— Вы уверены, что оно безопасно? — спросил капитан.
— Ну… — главглаз пожал плечами, — не думаю, что с их возможностями у нас в системе вообще где-то безопасно, но в какой-то мере это так. Я считаю, что есть несколько уровней возможностей и интересов разных инопланетян в нашей системе, и уровни эти достаточно сильно различаются. Вероятно существуют и какие-то ограничительные параметры или системы, которые заставляют инопланетян действовать только в определенном спектре возможных воздействий. Гаврош, кстати, со мной согласен.
— Стоп! — Капитан хлопнул рукой по столу. — Кто такой Гаврош? Я уже не в первый раз слышу это имя.
Главглаз помялся.
— Ну…Тут я пока не разобрался, но кажется наш неожиданный гость накрутил на наш БУНИК очень навороченную эмоциональную матрицу, которая позволяет ему вести себя практически как человек.
Капитан пожал плечами:
— Разве это такая уж диковина? По-моему у него их и так было несколько.
— Да? — главглаз улыбнулся, — и почему же тогда вы запретили БУНИКу их использовать?
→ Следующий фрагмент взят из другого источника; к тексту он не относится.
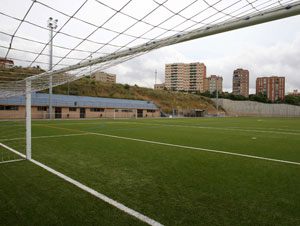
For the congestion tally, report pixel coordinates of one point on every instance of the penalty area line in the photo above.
(200, 149)
(93, 192)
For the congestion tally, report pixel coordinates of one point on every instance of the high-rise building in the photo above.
(160, 86)
(273, 87)
(240, 82)
(188, 77)
(212, 83)
(104, 77)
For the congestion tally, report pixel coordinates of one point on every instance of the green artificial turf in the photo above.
(172, 185)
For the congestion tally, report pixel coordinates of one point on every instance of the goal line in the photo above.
(9, 159)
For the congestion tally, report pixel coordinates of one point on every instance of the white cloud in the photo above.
(280, 59)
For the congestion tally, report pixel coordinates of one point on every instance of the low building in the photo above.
(159, 86)
(4, 62)
(104, 77)
(273, 87)
(212, 83)
(294, 93)
(73, 107)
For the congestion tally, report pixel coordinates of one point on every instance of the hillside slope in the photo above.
(166, 100)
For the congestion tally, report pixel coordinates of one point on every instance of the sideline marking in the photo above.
(186, 147)
(14, 160)
(200, 149)
(220, 128)
(51, 136)
(93, 192)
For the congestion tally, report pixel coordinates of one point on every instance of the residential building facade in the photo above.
(159, 86)
(104, 77)
(294, 93)
(213, 83)
(240, 82)
(73, 107)
(273, 87)
(187, 77)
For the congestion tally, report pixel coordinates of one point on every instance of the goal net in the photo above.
(12, 136)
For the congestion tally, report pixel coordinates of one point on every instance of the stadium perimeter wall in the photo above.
(252, 108)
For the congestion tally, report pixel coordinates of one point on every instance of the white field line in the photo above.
(13, 150)
(221, 128)
(51, 136)
(14, 160)
(93, 192)
(200, 149)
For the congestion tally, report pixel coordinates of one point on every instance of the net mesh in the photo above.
(94, 35)
(12, 135)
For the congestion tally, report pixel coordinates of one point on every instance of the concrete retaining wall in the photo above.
(251, 108)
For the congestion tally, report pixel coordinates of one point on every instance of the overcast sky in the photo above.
(270, 49)
(265, 50)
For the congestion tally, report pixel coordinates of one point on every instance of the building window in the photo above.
(41, 108)
(126, 110)
(97, 109)
(9, 108)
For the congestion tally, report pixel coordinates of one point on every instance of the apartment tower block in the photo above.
(273, 87)
(212, 83)
(187, 77)
(240, 82)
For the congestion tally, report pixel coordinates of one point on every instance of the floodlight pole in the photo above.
(28, 119)
(52, 24)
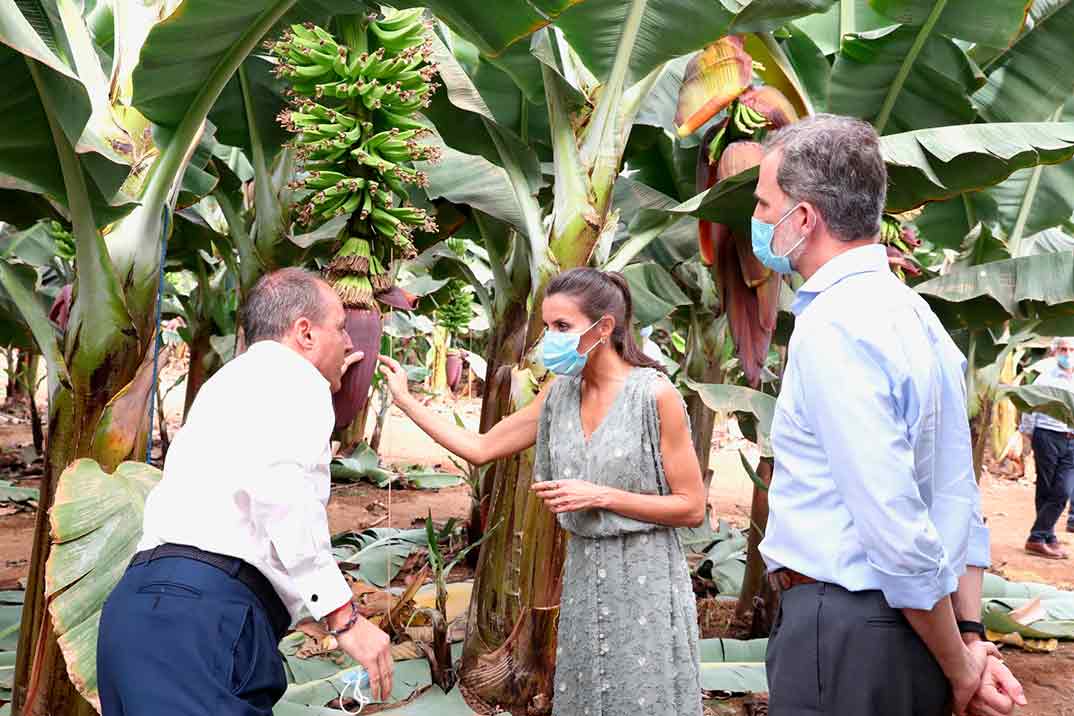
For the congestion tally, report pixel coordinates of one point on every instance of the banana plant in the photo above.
(593, 63)
(95, 140)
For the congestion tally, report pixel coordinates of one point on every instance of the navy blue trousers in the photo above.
(183, 638)
(1055, 478)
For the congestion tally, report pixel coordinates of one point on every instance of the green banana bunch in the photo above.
(352, 110)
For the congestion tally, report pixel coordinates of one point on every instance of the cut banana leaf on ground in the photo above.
(318, 681)
(995, 586)
(431, 480)
(96, 523)
(376, 555)
(725, 565)
(729, 666)
(362, 464)
(1033, 618)
(16, 495)
(6, 674)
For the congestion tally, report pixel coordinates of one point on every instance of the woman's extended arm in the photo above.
(511, 435)
(683, 508)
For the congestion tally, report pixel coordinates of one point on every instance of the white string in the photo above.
(353, 678)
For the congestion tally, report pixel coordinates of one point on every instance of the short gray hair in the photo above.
(1061, 340)
(280, 298)
(833, 163)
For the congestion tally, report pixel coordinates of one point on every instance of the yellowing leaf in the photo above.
(714, 77)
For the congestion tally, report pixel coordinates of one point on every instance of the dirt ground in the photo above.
(1009, 508)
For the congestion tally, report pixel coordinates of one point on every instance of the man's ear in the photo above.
(303, 333)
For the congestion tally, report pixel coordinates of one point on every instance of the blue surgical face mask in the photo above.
(560, 352)
(762, 235)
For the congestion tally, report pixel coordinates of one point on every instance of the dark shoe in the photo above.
(1044, 550)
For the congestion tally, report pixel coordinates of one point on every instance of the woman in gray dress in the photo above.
(615, 463)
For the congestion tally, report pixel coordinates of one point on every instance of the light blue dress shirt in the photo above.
(873, 486)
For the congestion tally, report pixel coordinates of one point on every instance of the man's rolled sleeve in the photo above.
(298, 528)
(980, 548)
(856, 400)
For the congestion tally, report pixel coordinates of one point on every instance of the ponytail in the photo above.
(601, 293)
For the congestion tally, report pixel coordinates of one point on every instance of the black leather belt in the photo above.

Игорь Анатольевич задумался.
— А ведь действительно… И кажется я понимаю, почему. Со временем он начал меня раздражать. Не знаю почему.
— Это собственно довольно распространенная причина и на Земле, — главглаз кивнул. — Подспудно человек начинает чувствовать фальшь и неестественность поведения таких эмоциональных матриц и это подсознательно на него давит. По статистике семьдесят пять процентов людей через несколько месяцев или совсем выключают эмоциональную матрицу своих УНИКов или снижают их динамичность до уровня, когда их просто нельзя спутать с человеком. Даже самообучение матриц не помогает. Так вот, времени конечно прошло пока мало, но Гаврош пока не вызывает такого отторжения. Я одним местом просто чувствую, что и не вызовет.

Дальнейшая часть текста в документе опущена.